[Question] Default agent

[andreycha]

ECS integration/library project(s) (e.g. Elastic.CommonSchema.Serilog): all logging framework integrations, 8.6.1

Hi, I wanted to ask, what is the goal of DefaultAgent? When I read description of agent field, it doesn't sound to me like Elastic.CommonSchema.* package is an agent.

Problem is that when log are later shipped by Filebeat, it adds some of its values, and whole agent.* field looks like a mixture of different values from different sources:

These fields look consistent like when log entries in the file originally do not have agent.* fields:

(It might be also the question that is worth asking Filebeat devs why not all fields get overwritten by Filebeat, upd: https://discuss.elastic.co/t/filebeat-7-17-6-does-not-overwrite-agent-type-and-agent-version-if-they-are-already-present/344521)

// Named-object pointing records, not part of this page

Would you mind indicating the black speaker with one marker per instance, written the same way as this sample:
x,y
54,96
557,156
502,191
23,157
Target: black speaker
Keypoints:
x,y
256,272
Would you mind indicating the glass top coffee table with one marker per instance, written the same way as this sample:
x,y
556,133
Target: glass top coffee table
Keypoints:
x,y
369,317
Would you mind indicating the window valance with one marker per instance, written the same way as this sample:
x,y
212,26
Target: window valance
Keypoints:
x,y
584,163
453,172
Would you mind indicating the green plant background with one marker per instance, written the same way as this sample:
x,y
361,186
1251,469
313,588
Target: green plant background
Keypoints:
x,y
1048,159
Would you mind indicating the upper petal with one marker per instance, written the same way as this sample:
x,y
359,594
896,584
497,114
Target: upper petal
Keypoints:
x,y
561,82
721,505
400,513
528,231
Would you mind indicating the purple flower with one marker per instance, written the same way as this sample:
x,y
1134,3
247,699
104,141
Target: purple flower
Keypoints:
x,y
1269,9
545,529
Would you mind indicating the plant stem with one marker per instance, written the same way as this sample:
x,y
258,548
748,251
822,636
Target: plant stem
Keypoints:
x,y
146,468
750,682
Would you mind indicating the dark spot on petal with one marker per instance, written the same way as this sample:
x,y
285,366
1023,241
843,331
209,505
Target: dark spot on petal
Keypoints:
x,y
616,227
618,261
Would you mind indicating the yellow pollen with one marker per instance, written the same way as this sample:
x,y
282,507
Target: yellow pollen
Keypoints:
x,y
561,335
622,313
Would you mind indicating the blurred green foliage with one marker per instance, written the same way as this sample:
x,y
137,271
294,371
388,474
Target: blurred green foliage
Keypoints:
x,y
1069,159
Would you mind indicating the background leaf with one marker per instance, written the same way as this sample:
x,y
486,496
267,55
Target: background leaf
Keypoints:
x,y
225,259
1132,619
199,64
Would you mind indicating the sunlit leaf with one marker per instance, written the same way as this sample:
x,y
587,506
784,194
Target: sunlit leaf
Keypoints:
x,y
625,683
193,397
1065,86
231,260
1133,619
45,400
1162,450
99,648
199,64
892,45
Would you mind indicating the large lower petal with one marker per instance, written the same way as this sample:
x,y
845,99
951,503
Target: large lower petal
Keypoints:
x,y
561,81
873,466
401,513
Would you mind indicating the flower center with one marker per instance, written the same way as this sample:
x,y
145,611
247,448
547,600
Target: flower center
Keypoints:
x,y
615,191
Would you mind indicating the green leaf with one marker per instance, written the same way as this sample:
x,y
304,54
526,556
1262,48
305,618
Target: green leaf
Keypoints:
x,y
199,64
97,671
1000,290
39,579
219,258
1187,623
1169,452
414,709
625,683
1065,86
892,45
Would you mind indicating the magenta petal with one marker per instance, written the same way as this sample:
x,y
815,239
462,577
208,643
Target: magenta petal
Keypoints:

P.S. Sorry for the wrong label, Github suggests only templates for bugs and features.

[Mpdreamz]

The agent fieldset is documented as:

The agent fields contain the data about the software entity, if any, that collects, detects, or observes events on a host, or takes measurements on a host.

https://www.elastic.co/guide/en/ecs/current/ecs-agent.html

In that regard, Elastic.CommonSchema.Serilog is the agent that observes the logs.

We could potentially only include DefaultAgent when one of the datashippers is used to send data, need to mull over that idea a bit.